Ten Years Later, It’s Still Hard to Say Goodbye

Ten years. That’s how long it has been since Doug Kershaw and his Cajun fiddle were barely audible in the background on the television. I can still hear his Diggy Diggy Lo in the wee hours of July 9th…ten years ago today. I had never heard Creole music until my dad had convinced the family to see this odd fiddler at a local venue. A show, in which I might add, we were the only people under 90 years old. Ironically, this song is what happened to be playing as my dad took his last breath that night a decade ago.

I’ve never felt bitter that my dad was taken from me too soon. The Lord knows he had beat it into my head enough that he would never live to be 50. I guess that’s why I never took the extra 6 years that I was given with him for granted. He was just shy of 56 when he passed, and in two days from now, he would have been 66.

Over the years, I’ve had plenty of signs that he was still around and here with me. I remember my first birthday without him. My husband was trying to make it a special day by taking me to the mountains. I was feeling a bit heavy-hearted when “I Wished I Could Have Been There” came on the radio. I just knew this was my dad’s way of letting me know he was still here with me in some sense. That was the first time that I felt he was communicating with me, and I’ve always found comfort knowing that in some way, I still shared that special bond, and my dad was going to find a way to let me know. Most of the time I felt this was subtly through music, but once in a while I needed things spelled out. Literally.

I’ll never forget the time I was driving from Atlanta to North Carolina, and heard two songs back to back that made me wonder if my dad was trying to get my attention. This was followed by a third coincidental song, and at this point I started talking myself out of this having any possible influence by my dad. And that’s when an old yellow faded billboard caught my attention. It simply said “Dad’s”. I could have sworn I felt my dad smack me upside the back of my head and say, “You idiot!” Now there’s the man we all know and love. It doesn’t get much more comforting than knowing you can frustrate even a spiritual dad.

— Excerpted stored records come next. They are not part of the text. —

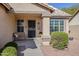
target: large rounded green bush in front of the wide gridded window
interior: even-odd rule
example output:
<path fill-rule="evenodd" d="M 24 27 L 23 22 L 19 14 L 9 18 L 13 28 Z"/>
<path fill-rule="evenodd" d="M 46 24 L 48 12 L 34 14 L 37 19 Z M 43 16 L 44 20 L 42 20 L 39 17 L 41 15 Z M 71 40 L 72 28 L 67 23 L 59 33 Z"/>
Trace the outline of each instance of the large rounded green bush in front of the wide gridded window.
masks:
<path fill-rule="evenodd" d="M 57 49 L 64 49 L 68 45 L 68 35 L 65 32 L 52 32 L 50 44 Z"/>

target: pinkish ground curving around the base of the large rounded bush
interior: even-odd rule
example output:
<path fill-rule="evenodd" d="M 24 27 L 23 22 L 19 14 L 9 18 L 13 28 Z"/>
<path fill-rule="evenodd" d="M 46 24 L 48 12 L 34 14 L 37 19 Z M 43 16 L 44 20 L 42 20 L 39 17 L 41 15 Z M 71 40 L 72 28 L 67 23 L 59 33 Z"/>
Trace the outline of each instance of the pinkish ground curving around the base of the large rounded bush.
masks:
<path fill-rule="evenodd" d="M 68 48 L 58 50 L 51 46 L 42 46 L 45 56 L 79 56 L 79 39 L 69 41 Z"/>

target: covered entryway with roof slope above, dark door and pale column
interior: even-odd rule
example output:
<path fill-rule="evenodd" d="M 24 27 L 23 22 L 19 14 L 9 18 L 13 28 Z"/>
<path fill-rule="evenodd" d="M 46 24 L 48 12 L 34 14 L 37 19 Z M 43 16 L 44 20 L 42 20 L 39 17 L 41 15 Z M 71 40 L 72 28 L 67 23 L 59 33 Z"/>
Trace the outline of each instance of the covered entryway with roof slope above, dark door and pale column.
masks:
<path fill-rule="evenodd" d="M 20 32 L 25 33 L 26 39 L 41 37 L 41 39 L 44 39 L 44 44 L 49 44 L 50 18 L 53 12 L 51 7 L 39 3 L 10 3 L 10 6 L 14 10 L 15 20 L 22 20 L 21 24 L 19 24 Z M 42 34 L 40 35 L 40 33 Z"/>

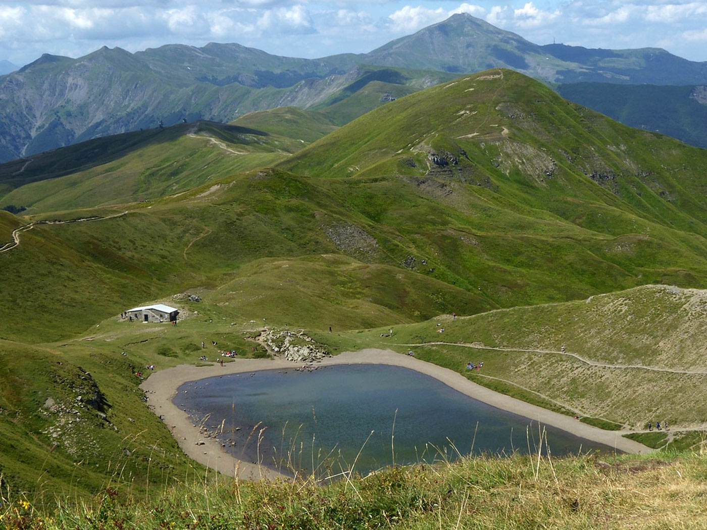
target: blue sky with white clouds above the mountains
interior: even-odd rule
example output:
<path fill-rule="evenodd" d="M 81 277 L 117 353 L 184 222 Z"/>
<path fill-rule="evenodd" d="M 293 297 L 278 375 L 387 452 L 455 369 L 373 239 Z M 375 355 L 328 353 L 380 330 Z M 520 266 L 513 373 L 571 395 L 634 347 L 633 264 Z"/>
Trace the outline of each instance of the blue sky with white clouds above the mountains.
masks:
<path fill-rule="evenodd" d="M 370 52 L 454 13 L 470 13 L 535 44 L 660 47 L 707 61 L 707 0 L 0 0 L 0 61 L 103 47 L 238 42 L 276 55 Z"/>

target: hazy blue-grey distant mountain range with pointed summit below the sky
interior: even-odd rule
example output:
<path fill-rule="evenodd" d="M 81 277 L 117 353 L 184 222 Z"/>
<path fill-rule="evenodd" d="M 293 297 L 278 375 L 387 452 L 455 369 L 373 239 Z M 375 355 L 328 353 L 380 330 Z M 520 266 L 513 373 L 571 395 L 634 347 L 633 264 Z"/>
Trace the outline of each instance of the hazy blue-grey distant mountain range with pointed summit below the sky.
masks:
<path fill-rule="evenodd" d="M 546 83 L 707 84 L 707 62 L 654 48 L 534 45 L 467 14 L 367 54 L 321 59 L 238 44 L 135 54 L 103 47 L 78 59 L 45 54 L 0 76 L 0 161 L 160 123 L 229 122 L 287 105 L 328 110 L 332 122 L 344 124 L 402 95 L 494 67 Z"/>

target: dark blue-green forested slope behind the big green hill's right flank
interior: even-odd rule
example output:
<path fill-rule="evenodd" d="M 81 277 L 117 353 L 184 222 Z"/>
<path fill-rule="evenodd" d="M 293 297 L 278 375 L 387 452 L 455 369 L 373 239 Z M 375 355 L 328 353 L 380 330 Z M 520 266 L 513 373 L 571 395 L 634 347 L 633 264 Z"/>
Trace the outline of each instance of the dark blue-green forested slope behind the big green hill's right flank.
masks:
<path fill-rule="evenodd" d="M 563 98 L 628 126 L 707 148 L 705 86 L 574 83 L 559 85 L 557 91 Z"/>

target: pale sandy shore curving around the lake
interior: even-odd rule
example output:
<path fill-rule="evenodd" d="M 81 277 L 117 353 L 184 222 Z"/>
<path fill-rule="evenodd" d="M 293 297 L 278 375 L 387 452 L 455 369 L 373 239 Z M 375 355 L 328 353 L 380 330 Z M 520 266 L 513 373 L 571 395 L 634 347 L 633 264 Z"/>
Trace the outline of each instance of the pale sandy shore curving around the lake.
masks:
<path fill-rule="evenodd" d="M 410 368 L 416 372 L 434 377 L 449 387 L 462 392 L 462 394 L 484 401 L 484 403 L 496 408 L 525 416 L 544 425 L 552 425 L 587 440 L 614 447 L 619 449 L 619 451 L 647 453 L 651 450 L 643 444 L 622 437 L 615 431 L 592 427 L 592 425 L 581 423 L 569 416 L 563 416 L 505 394 L 499 394 L 496 391 L 469 381 L 463 375 L 448 368 L 426 363 L 391 350 L 369 348 L 356 352 L 344 352 L 334 357 L 322 359 L 315 366 L 354 364 L 383 364 Z M 228 476 L 238 476 L 246 480 L 270 480 L 279 476 L 279 473 L 265 466 L 240 461 L 226 452 L 218 440 L 204 437 L 199 432 L 199 427 L 194 425 L 187 413 L 173 404 L 173 399 L 177 395 L 177 389 L 180 385 L 189 381 L 219 375 L 256 372 L 257 370 L 293 370 L 301 366 L 304 366 L 304 364 L 291 363 L 284 359 L 237 359 L 233 363 L 223 365 L 223 367 L 218 364 L 205 367 L 180 365 L 154 372 L 141 384 L 141 388 L 146 391 L 148 406 L 151 411 L 158 416 L 162 416 L 165 424 L 177 439 L 177 442 L 179 442 L 180 447 L 189 457 Z"/>

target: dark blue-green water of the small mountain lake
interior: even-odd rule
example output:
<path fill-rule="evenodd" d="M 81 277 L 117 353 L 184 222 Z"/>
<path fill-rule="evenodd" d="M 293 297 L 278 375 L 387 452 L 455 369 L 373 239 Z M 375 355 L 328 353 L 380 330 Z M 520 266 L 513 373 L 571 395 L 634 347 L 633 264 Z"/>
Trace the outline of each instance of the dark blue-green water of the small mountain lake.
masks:
<path fill-rule="evenodd" d="M 313 463 L 320 475 L 348 469 L 354 461 L 361 473 L 380 469 L 393 464 L 394 451 L 395 463 L 411 464 L 454 459 L 457 450 L 527 453 L 530 444 L 536 452 L 539 441 L 537 422 L 465 396 L 433 377 L 388 365 L 211 377 L 182 385 L 174 403 L 194 423 L 210 415 L 204 425 L 218 429 L 237 458 L 256 461 L 259 454 L 270 467 L 284 469 L 289 460 L 305 471 Z M 550 426 L 541 429 L 552 454 L 611 450 Z"/>

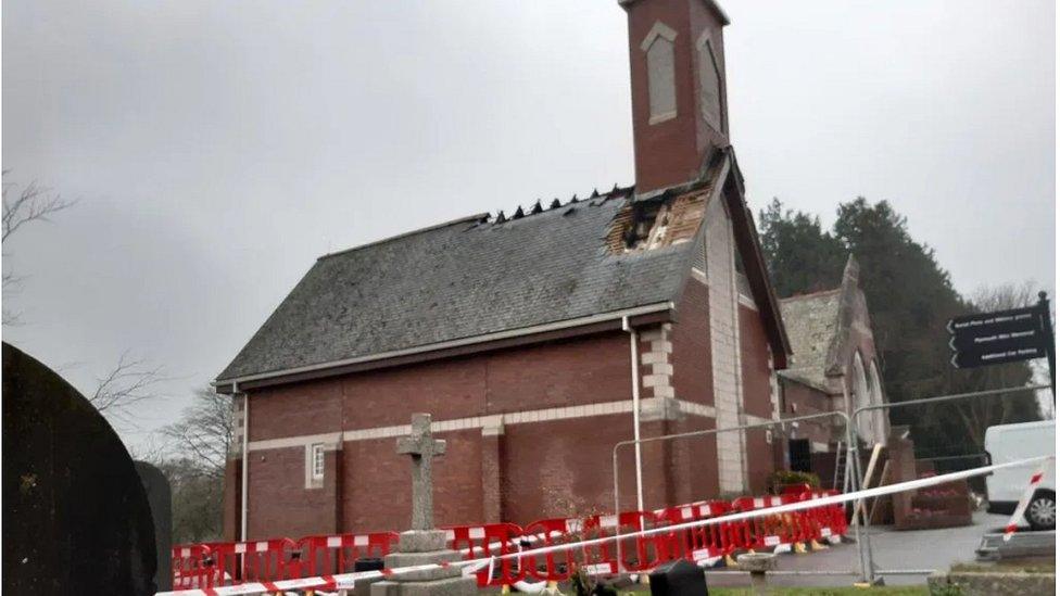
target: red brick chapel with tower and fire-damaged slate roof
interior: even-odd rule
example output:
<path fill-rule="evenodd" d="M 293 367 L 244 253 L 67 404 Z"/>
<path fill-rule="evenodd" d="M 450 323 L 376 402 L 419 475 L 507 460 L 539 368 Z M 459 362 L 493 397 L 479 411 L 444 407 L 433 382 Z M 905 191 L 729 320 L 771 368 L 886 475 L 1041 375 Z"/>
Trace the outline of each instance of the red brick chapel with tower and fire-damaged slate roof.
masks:
<path fill-rule="evenodd" d="M 782 415 L 791 347 L 729 137 L 729 20 L 711 0 L 619 5 L 635 185 L 318 258 L 215 381 L 237 422 L 226 537 L 404 530 L 394 444 L 416 411 L 447 442 L 440 524 L 610 510 L 616 443 Z M 642 506 L 760 493 L 779 443 L 645 445 Z"/>

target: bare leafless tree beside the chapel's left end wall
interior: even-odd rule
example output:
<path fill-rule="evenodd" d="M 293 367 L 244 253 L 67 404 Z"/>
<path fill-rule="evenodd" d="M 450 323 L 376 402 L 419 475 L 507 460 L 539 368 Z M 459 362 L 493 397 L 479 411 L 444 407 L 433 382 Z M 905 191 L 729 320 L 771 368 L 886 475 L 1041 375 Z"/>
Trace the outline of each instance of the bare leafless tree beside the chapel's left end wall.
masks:
<path fill-rule="evenodd" d="M 210 477 L 222 478 L 231 448 L 234 423 L 231 398 L 202 388 L 180 419 L 161 432 L 179 457 L 190 460 Z"/>

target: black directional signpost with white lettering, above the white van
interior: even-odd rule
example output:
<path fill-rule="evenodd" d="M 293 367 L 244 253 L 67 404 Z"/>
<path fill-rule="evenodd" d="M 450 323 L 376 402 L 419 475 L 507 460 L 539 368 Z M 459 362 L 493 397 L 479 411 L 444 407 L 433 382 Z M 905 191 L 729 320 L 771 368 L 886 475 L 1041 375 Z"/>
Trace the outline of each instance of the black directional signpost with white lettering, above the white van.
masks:
<path fill-rule="evenodd" d="M 1056 346 L 1045 292 L 1038 293 L 1034 306 L 954 317 L 946 329 L 954 351 L 950 362 L 957 368 L 1049 358 L 1049 381 L 1056 398 Z"/>

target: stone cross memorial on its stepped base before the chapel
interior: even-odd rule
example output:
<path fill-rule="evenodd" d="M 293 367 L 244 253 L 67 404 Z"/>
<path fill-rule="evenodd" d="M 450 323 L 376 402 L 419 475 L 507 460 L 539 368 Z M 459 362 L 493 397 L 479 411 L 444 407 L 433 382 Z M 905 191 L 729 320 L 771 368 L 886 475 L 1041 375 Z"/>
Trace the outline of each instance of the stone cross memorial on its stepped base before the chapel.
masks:
<path fill-rule="evenodd" d="M 414 414 L 412 428 L 409 436 L 398 440 L 398 453 L 413 461 L 412 530 L 402 532 L 398 549 L 383 558 L 391 570 L 460 560 L 459 553 L 445 548 L 445 532 L 434 529 L 431 459 L 445 453 L 445 442 L 431 436 L 430 415 Z M 475 578 L 465 578 L 457 566 L 400 572 L 371 584 L 371 596 L 465 596 L 477 592 Z"/>

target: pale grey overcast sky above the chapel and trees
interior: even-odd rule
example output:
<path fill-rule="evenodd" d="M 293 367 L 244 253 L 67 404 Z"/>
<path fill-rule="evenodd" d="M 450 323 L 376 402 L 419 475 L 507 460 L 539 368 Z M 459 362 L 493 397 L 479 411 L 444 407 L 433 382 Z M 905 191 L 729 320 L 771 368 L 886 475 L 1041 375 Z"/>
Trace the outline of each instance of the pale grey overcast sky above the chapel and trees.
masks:
<path fill-rule="evenodd" d="M 723 3 L 757 212 L 886 199 L 959 291 L 1055 287 L 1049 0 Z M 4 246 L 4 339 L 83 391 L 125 351 L 172 421 L 318 255 L 633 182 L 614 0 L 8 0 L 4 182 L 75 208 Z"/>

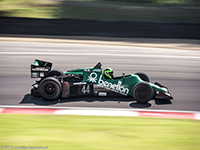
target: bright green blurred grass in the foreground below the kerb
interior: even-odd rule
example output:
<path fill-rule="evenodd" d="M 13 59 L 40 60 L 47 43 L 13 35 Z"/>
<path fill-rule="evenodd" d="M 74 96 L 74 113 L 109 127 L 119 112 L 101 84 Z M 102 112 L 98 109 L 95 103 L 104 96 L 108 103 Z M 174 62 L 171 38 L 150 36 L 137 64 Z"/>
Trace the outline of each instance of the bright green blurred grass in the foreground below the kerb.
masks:
<path fill-rule="evenodd" d="M 137 117 L 0 115 L 0 146 L 50 150 L 197 150 L 198 120 Z"/>

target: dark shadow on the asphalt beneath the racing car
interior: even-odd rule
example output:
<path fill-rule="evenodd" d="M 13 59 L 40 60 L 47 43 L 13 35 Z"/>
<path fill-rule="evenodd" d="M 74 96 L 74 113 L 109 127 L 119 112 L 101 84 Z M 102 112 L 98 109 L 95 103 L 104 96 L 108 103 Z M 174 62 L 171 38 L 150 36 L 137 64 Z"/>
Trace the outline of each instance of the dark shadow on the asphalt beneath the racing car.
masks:
<path fill-rule="evenodd" d="M 139 104 L 136 101 L 133 100 L 132 97 L 126 97 L 123 95 L 116 95 L 116 96 L 108 96 L 108 97 L 98 97 L 98 96 L 73 96 L 67 99 L 59 99 L 54 101 L 47 101 L 41 97 L 35 97 L 31 94 L 24 95 L 24 98 L 19 104 L 34 104 L 34 105 L 40 105 L 40 106 L 49 106 L 49 105 L 56 105 L 60 103 L 75 103 L 75 102 L 130 102 L 129 107 L 131 108 L 149 108 L 152 106 L 152 104 Z M 170 100 L 155 100 L 156 105 L 166 105 L 166 104 L 172 104 Z"/>

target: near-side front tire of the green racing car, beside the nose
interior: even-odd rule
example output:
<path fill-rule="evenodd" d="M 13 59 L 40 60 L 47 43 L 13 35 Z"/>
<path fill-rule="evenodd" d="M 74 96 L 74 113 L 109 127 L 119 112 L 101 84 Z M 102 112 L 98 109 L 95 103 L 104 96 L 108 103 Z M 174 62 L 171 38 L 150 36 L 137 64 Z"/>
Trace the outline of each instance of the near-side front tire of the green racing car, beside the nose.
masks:
<path fill-rule="evenodd" d="M 133 88 L 133 98 L 138 103 L 148 103 L 154 95 L 153 88 L 148 83 L 140 82 Z"/>

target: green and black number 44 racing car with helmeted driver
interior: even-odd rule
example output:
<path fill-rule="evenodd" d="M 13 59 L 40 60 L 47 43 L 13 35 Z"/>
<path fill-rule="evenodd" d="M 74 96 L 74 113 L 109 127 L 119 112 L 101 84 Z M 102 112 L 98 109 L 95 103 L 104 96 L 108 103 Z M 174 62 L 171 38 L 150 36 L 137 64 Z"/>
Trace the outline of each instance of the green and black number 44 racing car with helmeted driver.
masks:
<path fill-rule="evenodd" d="M 131 96 L 138 103 L 147 103 L 151 99 L 173 99 L 167 87 L 159 83 L 150 83 L 144 73 L 135 73 L 114 77 L 109 68 L 102 71 L 101 63 L 94 67 L 62 72 L 51 69 L 52 63 L 35 60 L 31 65 L 31 77 L 41 78 L 33 84 L 31 95 L 46 100 L 69 98 L 73 95 L 106 95 L 95 91 L 94 85 L 125 96 Z"/>

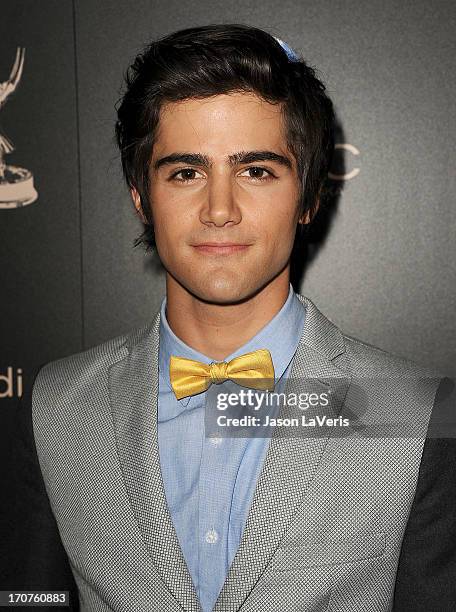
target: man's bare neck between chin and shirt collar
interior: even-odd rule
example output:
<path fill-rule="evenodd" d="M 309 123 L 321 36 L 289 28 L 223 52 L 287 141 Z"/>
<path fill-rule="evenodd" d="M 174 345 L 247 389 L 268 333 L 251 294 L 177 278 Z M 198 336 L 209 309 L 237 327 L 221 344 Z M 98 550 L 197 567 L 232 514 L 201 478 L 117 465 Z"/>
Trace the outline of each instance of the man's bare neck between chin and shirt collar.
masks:
<path fill-rule="evenodd" d="M 167 274 L 168 325 L 195 350 L 223 361 L 279 312 L 288 297 L 289 279 L 287 267 L 251 298 L 237 304 L 212 304 L 201 301 Z"/>

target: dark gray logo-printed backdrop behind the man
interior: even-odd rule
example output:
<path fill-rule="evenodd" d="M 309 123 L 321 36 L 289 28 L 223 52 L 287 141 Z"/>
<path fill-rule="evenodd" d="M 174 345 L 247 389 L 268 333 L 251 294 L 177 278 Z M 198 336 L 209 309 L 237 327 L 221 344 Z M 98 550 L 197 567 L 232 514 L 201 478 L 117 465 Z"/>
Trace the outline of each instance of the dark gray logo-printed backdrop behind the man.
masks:
<path fill-rule="evenodd" d="M 424 0 L 0 0 L 2 435 L 39 365 L 155 314 L 164 273 L 133 248 L 114 106 L 145 44 L 208 23 L 286 41 L 336 107 L 334 206 L 295 289 L 346 333 L 454 376 L 455 17 Z"/>

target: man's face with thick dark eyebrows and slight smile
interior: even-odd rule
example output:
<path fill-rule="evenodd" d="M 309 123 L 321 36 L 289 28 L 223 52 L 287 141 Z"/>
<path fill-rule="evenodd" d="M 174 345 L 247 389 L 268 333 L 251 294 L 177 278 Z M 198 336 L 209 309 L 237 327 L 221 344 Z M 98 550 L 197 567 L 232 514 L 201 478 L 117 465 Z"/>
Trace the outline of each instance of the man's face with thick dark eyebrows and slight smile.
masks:
<path fill-rule="evenodd" d="M 250 93 L 164 105 L 149 178 L 160 259 L 199 299 L 248 298 L 289 265 L 299 180 L 278 105 Z"/>

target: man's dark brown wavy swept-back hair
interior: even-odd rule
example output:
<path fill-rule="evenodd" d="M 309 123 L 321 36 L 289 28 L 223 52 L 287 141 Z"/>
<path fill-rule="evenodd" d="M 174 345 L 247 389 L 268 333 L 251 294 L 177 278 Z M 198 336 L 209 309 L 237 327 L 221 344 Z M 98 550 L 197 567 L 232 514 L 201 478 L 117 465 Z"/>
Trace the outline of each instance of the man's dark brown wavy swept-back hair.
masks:
<path fill-rule="evenodd" d="M 125 73 L 115 136 L 129 188 L 147 221 L 135 246 L 155 246 L 148 169 L 166 102 L 231 92 L 281 104 L 287 144 L 301 177 L 300 214 L 312 219 L 334 150 L 334 110 L 314 68 L 271 34 L 246 25 L 207 25 L 151 42 Z"/>

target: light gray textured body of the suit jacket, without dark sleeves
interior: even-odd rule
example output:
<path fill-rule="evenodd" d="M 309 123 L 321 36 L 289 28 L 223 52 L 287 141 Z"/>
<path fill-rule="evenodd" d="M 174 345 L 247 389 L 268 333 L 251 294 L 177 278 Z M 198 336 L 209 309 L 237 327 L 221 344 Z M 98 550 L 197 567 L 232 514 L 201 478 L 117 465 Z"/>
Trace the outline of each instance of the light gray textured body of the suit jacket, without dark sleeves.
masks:
<path fill-rule="evenodd" d="M 290 438 L 277 428 L 214 610 L 386 612 L 439 377 L 343 335 L 298 297 L 307 316 L 293 391 L 318 379 L 337 413 L 360 408 L 364 424 L 412 416 L 414 433 Z M 47 364 L 33 387 L 38 459 L 84 611 L 200 610 L 160 472 L 158 331 L 159 313 Z M 347 408 L 361 379 L 363 401 L 355 393 Z"/>

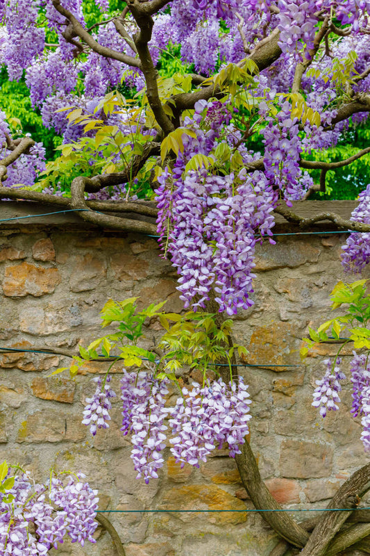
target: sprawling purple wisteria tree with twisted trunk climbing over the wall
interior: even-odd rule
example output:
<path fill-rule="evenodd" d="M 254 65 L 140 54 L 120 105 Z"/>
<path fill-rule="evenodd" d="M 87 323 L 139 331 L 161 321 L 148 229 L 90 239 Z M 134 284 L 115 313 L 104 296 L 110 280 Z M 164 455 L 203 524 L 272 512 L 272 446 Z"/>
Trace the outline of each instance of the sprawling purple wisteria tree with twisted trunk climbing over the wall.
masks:
<path fill-rule="evenodd" d="M 370 261 L 370 186 L 351 220 L 333 213 L 303 219 L 291 210 L 292 201 L 325 192 L 336 168 L 370 152 L 365 147 L 330 162 L 330 152 L 370 111 L 369 2 L 1 0 L 0 11 L 1 63 L 10 80 L 25 77 L 44 126 L 62 136 L 60 156 L 46 161 L 43 145 L 22 136 L 17 118 L 0 113 L 3 199 L 47 202 L 93 224 L 160 236 L 164 256 L 178 270 L 185 309 L 214 315 L 215 336 L 228 326 L 224 313 L 253 304 L 255 243 L 265 237 L 274 243 L 276 214 L 298 228 L 331 220 L 353 231 L 344 246 L 346 270 L 360 271 Z M 160 71 L 166 52 L 180 59 L 167 75 Z M 157 226 L 125 213 L 155 217 Z M 230 335 L 219 337 L 228 347 L 219 353 L 235 362 Z M 194 418 L 212 421 L 215 397 L 233 416 L 220 420 L 218 436 L 198 439 L 205 451 L 196 452 L 179 406 L 171 424 L 178 433 L 174 453 L 197 464 L 216 443 L 228 442 L 255 507 L 278 509 L 249 443 L 242 443 L 249 417 L 244 385 L 226 369 L 219 367 L 215 386 L 196 386 L 183 399 L 192 400 Z M 353 373 L 355 402 L 367 414 L 367 397 L 358 394 L 368 384 L 367 359 L 359 355 Z M 336 363 L 329 363 L 314 404 L 335 409 L 340 378 Z M 155 477 L 161 463 L 153 454 L 160 452 L 169 416 L 160 411 L 168 379 L 166 370 L 135 380 L 128 373 L 122 384 L 124 432 L 135 432 L 148 411 L 155 416 L 151 432 L 158 423 L 156 439 L 137 428 L 133 459 L 140 471 L 151 455 L 146 478 Z M 107 378 L 85 411 L 92 432 L 107 423 L 110 395 Z M 195 455 L 184 453 L 185 440 Z M 334 555 L 366 537 L 369 516 L 353 517 L 351 508 L 369 488 L 370 464 L 330 502 L 347 511 L 305 523 L 262 514 L 283 539 L 274 556 L 289 546 L 303 548 L 304 556 Z M 346 528 L 351 519 L 365 523 Z M 12 554 L 25 553 L 17 540 L 14 546 Z"/>

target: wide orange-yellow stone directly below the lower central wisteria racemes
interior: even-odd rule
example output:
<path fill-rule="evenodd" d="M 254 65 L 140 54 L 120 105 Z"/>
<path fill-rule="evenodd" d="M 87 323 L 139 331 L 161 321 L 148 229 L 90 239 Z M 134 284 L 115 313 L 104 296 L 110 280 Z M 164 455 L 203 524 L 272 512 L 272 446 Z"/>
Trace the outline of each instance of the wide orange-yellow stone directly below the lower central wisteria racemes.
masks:
<path fill-rule="evenodd" d="M 191 484 L 169 489 L 162 498 L 163 509 L 237 509 L 244 503 L 214 484 Z M 196 514 L 193 514 L 196 517 Z M 197 516 L 199 518 L 199 516 Z M 215 512 L 206 514 L 210 523 L 217 525 L 244 523 L 246 512 Z"/>

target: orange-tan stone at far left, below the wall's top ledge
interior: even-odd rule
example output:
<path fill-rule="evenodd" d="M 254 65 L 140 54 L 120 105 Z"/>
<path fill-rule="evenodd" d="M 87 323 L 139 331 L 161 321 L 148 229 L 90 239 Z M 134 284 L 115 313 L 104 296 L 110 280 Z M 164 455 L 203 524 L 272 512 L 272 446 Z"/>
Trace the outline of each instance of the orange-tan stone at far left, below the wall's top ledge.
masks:
<path fill-rule="evenodd" d="M 53 293 L 60 281 L 58 268 L 40 268 L 24 262 L 6 267 L 3 293 L 8 297 L 24 297 L 27 294 L 40 297 Z"/>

This anniversary has been different though. For the past two days, I’ve had this overwhelming feeling. I don’t know why, I didn’t feel particularly sad. It’s been a long time now, and heck, I had even forgotten we were coming up on ten years since he passed. And to be honest, I often feel like my dad understands everything I wish I could say to him, more than when he had a physical embodiment. Yet, there has just been some sense of foreboding and a feeling of anxiousness leading up to today.

My dad and I after seeing Lynyrd Skynyrd

After a second restless night without sleep, I was flipping through the TV and at the top of my suggestions was Lynyrd Skynyrd’s One More for the Fans tribute show. I never watch concerts on TV, but my dad and I had seen their show together a summer or two before his cancer diagnosis, and it seemed like a good way to honor my memories of him. We had never done anything together like this before, and doing something that involved being social was a rarity for him. Ultimately, we may have had a bit too much fun that night, and in hindsight should have been more responsible, but that night, he was more of my co-conspirator, not the dad I had grown up with. That night, was when the dynamics changed between us and we bonded as father & “adult” daughter. This is one of my most treasured memories with my dad, and it felt like reliving a little of those memories today was somewhat predestined.

And then Free Bird came on. I’ve never associated this song with my dad, but the various artists paying homage to Ronnie Van Zant, the old fishing footage showing him at such peace, and the emotion Johnny Van Zant showed for his late brother after all these years…it felt like there was a message for me.

While watching the performance of Free Bird, I felt overcome with feelings of mourning and an emptiness, rather than the gratefulness I usually feel for having the time that I did with my dad. This, I believe, was the cause of my unease these past few days. Unbeknownst to me, something in the universe was shifting around me. Today there appears to be some sort of disconnect that I didn’t feel or recognize before. It feels like this was my dad’s way of saying, “It’s time”.

I think that a part of my dad has remained close for the last 10 years, but for whatever the reason, he’s ready to move onto whatever awaits him beyond this life. My daughter is now 21 and heading off to university, my nephew is now a teenager. They both have enough fond memories of their Pap Pap, that I know his family values will always be instilled in them both. My mom has a lot more good days than she used to have, and the rest of the family continues to be moving forward.

This new empty feeling is a little unsettling, but I know I’ll see my dad, as well as the rest of my loved ones that have passed on eventually.